O cabelo da pessoa negra é “um problema” para a sociedade, que não entende a variedade capilar do nosso país. Logo, estipula-se o que é considerado arrumado, bonito e macio. E o cabelo black é, constantemente, taxado de feio e desarrumado, precisando se adequar para ser aceito. Seu cabelo liso já foi ponto de discussão em uma contratação? Pense, aí!

IR AO MERCADO E GUARDAR A NOTA FISCAL

Se tem uma coisa que toda pessoa negra aprende, desde cedo, é guardar suas notas fiscais, quando realizar suas compras. Afinal, a qualquer hora é hora de ser abordado e ter que provar que as compras são suas e pagas por você. Faço isso até hoje, porque o constrangimento é grande.

SE POSICIONAR E SER TAXADO DE AGRESSIVO

O negro bom é aquele que ouve calado e não se posiciona. Não foi isso que viralizou outro dia na rede social? Um senhor gritava que os negros, hoje, estão chatos, inconvenientes, só porque estamos nos posicionando, ou seja, ficar calado é o que se espera. Enquanto que a pessoa branca ao falar é dita como um sujeito crítico, bem-informada e colaborando para as discussões do seu tempo. Já para a pessoa negra resta o estereótipo de vitimista, agressiva, chata e reclamona.

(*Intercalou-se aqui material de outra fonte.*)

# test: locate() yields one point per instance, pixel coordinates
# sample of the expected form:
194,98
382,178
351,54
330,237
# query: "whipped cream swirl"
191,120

TER BENS MATERIAIS SEM ACHAREM QUE ESTOU ROUBANDO OU ME PROSTITUINDO

Eu passei por isso em 2021. Foi trocar de carro e umas pessoas sem noção de vida questionaram “O que você está fazendo? ”. Ou seja, se o negro melhora de vida, logo vão achar um jeito para descredibilizar a situação, taxando que fizemos coisas ilícitas para adquirir bens materiais.

Então, pensem. E se você adota tais posturas ou comentários, ainda dá tempo para pensar a respeito e mudar. Vejo vocês na próxima coluna. Axé!

Quem é Viviane Alexandrino

Sou a Viviane, tenho 36 anos e atuo como professora de Língua Portuguesa em colégios da cidade de Londrina. Além da formação em Letras Português, pela UEL, e mestranda em Estudos Literários pela referida instituição, sou formada também em Jornalismo, profissão essa que exerci durante 10 anos antes de me apaixonar pela educação.